CBO Teórica 2 - Prova de Especialidades da Oftalmologia — Prova 2014
Quanto ao tratamento atual de uma membrana neovascular sub-retiniana localizada a menos de 250μm da fóvea:
MNVSR subfoveal → Anti-VEGF intravítreo > Laser (preserva visão central).
A terapia anti-VEGF é o padrão-ouro para membranas subfoveais, pois estabiliza ou melhora a acuidade visual sem causar o dano tecidual cicatricial do laser.
A membrana neovascular sub-retiniana (MNVSR) é a principal causa de perda visual severa na DMRI exsudativa. Ela consiste no crescimento de vasos anômalos a partir da coroide para o espaço sub-retiniano, causando hemorragia e edema. Historicamente, o tratamento era limitado ao laser ou terapia fotodinâmica. Atualmente, as injeções intravítreas de agentes anti-VEGF revolucionaram o prognóstico, sendo superiores em eficácia e segurança a longo prazo. O tratamento visa inibir a angiogênese e selar os vasos existentes, minimizando a cicatriz disciforme final.

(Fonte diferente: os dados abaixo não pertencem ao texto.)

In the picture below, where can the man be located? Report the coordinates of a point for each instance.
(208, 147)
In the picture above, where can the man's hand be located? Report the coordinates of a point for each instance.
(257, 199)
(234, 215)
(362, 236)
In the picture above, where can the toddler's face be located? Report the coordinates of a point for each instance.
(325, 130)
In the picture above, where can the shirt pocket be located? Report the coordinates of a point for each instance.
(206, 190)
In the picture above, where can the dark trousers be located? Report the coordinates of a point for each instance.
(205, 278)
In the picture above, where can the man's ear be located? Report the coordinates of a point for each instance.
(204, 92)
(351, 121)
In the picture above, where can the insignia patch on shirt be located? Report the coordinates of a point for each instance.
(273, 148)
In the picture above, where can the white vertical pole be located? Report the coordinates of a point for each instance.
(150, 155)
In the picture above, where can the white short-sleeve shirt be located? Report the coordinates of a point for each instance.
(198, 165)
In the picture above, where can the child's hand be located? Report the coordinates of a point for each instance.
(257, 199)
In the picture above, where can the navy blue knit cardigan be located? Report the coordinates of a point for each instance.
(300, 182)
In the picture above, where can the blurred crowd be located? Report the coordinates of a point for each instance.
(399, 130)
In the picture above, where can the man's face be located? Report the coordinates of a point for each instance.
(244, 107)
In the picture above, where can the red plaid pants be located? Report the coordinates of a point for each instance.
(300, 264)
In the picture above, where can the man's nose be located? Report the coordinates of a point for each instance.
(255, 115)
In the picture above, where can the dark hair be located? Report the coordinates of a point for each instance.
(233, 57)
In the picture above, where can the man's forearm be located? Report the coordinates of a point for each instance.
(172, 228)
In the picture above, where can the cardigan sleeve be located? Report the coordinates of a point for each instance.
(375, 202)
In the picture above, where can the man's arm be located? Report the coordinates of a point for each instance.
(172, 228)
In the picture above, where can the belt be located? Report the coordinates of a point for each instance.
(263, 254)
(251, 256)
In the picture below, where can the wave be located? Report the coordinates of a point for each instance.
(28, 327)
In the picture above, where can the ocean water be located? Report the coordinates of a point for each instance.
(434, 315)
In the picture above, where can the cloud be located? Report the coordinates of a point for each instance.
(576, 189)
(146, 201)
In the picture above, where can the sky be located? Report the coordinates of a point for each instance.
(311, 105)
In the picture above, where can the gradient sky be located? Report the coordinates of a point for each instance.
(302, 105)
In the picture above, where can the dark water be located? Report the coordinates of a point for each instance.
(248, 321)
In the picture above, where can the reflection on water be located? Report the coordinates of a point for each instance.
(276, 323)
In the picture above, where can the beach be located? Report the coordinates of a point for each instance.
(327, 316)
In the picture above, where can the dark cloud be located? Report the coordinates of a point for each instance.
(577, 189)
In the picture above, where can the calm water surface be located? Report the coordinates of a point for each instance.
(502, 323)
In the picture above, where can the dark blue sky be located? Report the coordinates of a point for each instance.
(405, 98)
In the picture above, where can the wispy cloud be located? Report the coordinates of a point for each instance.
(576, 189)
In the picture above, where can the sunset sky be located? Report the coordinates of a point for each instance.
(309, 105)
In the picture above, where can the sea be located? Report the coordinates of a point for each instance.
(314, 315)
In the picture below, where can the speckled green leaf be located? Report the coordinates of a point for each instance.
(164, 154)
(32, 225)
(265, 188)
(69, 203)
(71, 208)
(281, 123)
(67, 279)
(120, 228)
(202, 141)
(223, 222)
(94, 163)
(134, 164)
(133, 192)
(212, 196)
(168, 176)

O laser térmico atua destruindo o tecido neovascular através do calor, o que inevitavelmente destrói também os fotorreceptores sobrejacentes. Se a membrana estiver sob a fóvea (subfoveal), o laser causará um escotoma central definitivo e perda imediata da visão central, sendo reservado apenas para membranas extrafoveais em casos selecionados.
Os fármacos anti-VEGF (como Ranibizumabe, Aflibercepte e Bevacizumabe) são injetados no humor vítreo e bloqueiam o fator de crescimento endotelial vascular. Isso reduz a permeabilidade dos vasos anômalos, diminui o edema retiniano e promove a regressão da membrana neovascular, preservando a anatomia foveal.
Diferente dos tratamentos antigos que apenas retardavam a perda visual, os anti-VEGF permitem que uma porcentagem significativa de pacientes mantenha ou até ganhe linhas de visão. O sucesso depende do diagnóstico precoce e de um regime de manutenção (pro re nata ou treat-and-extend) para evitar recidivas.